A sensible conservative view is that we ought to dramatically reduce, but not eliminate, our national debt. Cutting the foolish Bush era tax cuts, which have accomplished nothing but fostering speculation rather than investment, would be half a solution, and ending two wars that grind on without any clear foreign policy goal would be the other needed step.

The reduction in debt is a worthy goal, with a universally defensible lower bound being an amount of U.S. Treasury bills required to serve as a buffer for global trade. People hold our national debt because it’s backed by the full faith and credit of the last superpower standing after the cold war.

The loony libertarian wing of the Republican party, taken with the mythology of Ayn Rand’s novel, Atlas Shrugged, would argue that we should completely eliminate taxes, yet they expect we’ll continue to defend our borders. They imagine us dominating world trade even though they support the current foolhardy brinkmanship that would end the dollar’s role as a reserve currency. This is never explicitly argued, of course, but ask a question about where tax revenues will come from, then ask about defense, and witness the unbridgeable chasm between the two positions.
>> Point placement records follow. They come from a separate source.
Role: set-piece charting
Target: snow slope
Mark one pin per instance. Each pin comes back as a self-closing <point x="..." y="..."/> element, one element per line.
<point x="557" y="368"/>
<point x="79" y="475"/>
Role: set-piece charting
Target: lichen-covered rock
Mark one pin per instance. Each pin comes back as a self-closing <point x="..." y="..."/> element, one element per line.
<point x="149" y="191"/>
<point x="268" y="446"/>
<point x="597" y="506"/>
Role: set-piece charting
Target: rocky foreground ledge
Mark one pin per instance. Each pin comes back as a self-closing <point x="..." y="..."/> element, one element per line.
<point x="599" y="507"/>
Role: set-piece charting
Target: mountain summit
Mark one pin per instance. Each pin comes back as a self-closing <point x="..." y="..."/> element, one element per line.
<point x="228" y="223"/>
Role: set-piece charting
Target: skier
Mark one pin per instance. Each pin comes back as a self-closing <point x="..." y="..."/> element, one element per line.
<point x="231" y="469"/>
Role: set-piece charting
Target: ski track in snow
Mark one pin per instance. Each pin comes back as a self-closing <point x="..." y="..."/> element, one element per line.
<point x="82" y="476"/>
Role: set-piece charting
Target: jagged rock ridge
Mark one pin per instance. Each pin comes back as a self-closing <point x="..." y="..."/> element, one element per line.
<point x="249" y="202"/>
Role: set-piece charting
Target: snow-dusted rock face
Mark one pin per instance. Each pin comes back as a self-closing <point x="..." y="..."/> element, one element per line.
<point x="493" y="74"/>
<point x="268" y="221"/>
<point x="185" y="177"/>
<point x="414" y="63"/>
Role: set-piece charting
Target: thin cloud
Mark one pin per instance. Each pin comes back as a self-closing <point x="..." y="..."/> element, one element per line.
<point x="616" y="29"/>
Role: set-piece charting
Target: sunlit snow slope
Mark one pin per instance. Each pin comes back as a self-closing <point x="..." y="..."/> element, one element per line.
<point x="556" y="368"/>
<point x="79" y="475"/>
This slavish devotion to Social Security and Medicare recipient Ayn Rand puzzles me. The Libertarian viewpoint is an ideological one, a source of interesting talking points, a guide to how we might maintain a government that involves itself less, rather than more, in our lives. Attempting to implement the whole body of theory is as poor a plan as the Soviet Union attempting communism on a national scale, and pursuing it will bring America to the same crashing end the U.S.S.R. experienced two decades ago.

Yet at every turn we face this foolishness, funded by the billionaire brats Charles and David Koch. When not purchasing politicians that back laws protecting their wealth above all else, they’re huddled somewhere with corrupt governors and state legislators figuring out how to make sure the rest of us won’t be able to make a living.

Hand in hand with economic theories that mysteriously benefit only the ultra-rich we find the conservative Christian right. One fifth of our populace wish to conserve our heritage of religious freedom by selectively editing our history until the idea that America was founded on biblical principles seems to be plausible. Now would be a fine time to revisit Article 11 of the 1797 Treaty of Tripoli, which was read and approved by the United States Senate.

Art. 11. As the Government of the United States of America is not, in any sense, founded on the Christian religion,-as it has in itself no character of enmity against the laws, religion, or tranquility, of Mussulmen,-and as the said States never entered into any war or act of hostility against any Mahometan nation, it is declared by the parties that no pretext arising from religious opinions shall ever produce an interruption of the harmony existing between the two countries.

That the United States is a secular political entity ought to require no more than a quick read of the Article VI, paragraph 3 of the Constitution, which states that “no religious test shall ever be required as a qualification to any office or public trust under the United States.” The presence of this quite famous article in a key treaty is a pointed application of that principle, applied to international relations.

Enter the Christian crackpots ― the racist Christian Identity heretics, and worst of all the disloyal Seven Mountains Dominionists, leaning on fanciful theories from “historian” David Barton. This group believes that some conspiracy ejected Christianity from its rightful role in controlling our society, and they’re going to reclaim the Seven Mountains: (1) Business; (2) Government; (3) Media; (4) Arts and Entertainment; (5) Education; (6) Family; and (7) Religion. 

Anyone who has read The Rise and Fall of the Third Reich ought to be paying very close attention at this point. What they seek is a totalitarian religious state, just a few clicks past the Islamic Republic of Iran in terms of the control they’ll have over your life.

So there you have it ― two radical, anti-American ideologies, clinging to the word “conservative” when they’re conserving nothing but their own power, and poised to steal your religious and economic freedom. Haven’t you had enough of this tomfoolery?